Любава отвлеклась от шитья, и близоруко щурясь, растерянно глянула на меня.
— Да нет, тут дело не в Валерии, когда то его отец не хотел, чтобы моя приемная мать Катерина брала меня в ученицы. — Считал что я все равно не стану хорошей знахаркой, он то природный, сильный знахарь и на меня как на пустое место всегда смотрел, признавал только тех, кто по крови дар получал. — Да он так ко всем женщинам относился и сына так же воспитывал, да как бесился, когда Валерка стал на тебя засматриваться, ты, то еще ребенком была. — Валерий то тоже бабник страшный, у них это семейное, но вот на тебя смотрит, и прямо видно как ты ему нравишься, — хотя прав Питирим, что он тебе не ровня. — Я не то что — бы не люблю его, но он так похож на своего отца, что меня иногда в дрожь бросает. — Я уверенна милая, неприятности пройдут, и ты будешь выше всех их, все у тебя сложиться, потерпи только.
Надо же я не ожидала, что моя Любава может быть злопамятной. Я уже почти собрала небольшую сумку в дорогу, и теперь слушала родной певучий голос Любавы.
Анна Леонидовна действительно изменила мою внешность. Кремом она сделала мою кожу очень смуглой с гарантией минимум на полгода, покрасила мне волосы и брови в грязно шоколадный цвет и посадила на мое лицо несколько родинок. Вроде бы мелочи, а изменили меня до неузнаваемости. Да еще мне отрезали косу до лопаток, хоть Любава и ругалась и угрожала, но Питирим настоял.

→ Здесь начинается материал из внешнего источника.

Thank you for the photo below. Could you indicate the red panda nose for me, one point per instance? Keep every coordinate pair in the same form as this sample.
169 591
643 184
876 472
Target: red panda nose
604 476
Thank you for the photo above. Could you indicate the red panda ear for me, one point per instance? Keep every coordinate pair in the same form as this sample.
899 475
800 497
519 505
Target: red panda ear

— Ты что Любава очумела и-за такой ерунды девчонку смертельной опасности подвергать, хватит, ее, и первый раз по косе искали, потом отрастет быстро.
Любава смирилась, а я несколько дней мучилась от непривычной легкости во всем теле, какая же она тяжелая оказалась моя коса.
Агриппа же приготовила две настойки, — и — за первой у меня надолго изменился голос, став немного подвизгивающим — ломающимся как у подростка. А со второй настойки, особо мерзкой на вкус, мои глаза потемнели, и их цвет из зеленых превратился в карий. К Агриппе после смерти Ольки я идти не хотела, боялась, что я ей скажу, ведь я во всем виновата.
Но Агриппа удивила меня, встретила ласково, обняла и с горечью сказала, — Не мучай себя Елена, если кто виноват так это я. — Я, когда Ольку первый раз еще только увидела, то увидела и ее смерть, тяжкую плохую и жить ей оставалось то совсем немного. — Я ведь тогда решила спасти ее и изменить судьбу, да вот не смогла, столько жертв Макоши принесла, пытаясь уговорить ее перепрясть нить жизни Ольки. — И единственное чего смогла добиться, так это легкой смерти для Ольки, поверь, ее ожидал куда более страшный конец, да и столько лет жизни она получила дополнительно. — И теперь моя надежда вся на тебя, Нина видела, что ты нам всем учеников приведешь, и нашу жизнь изменить сможешь.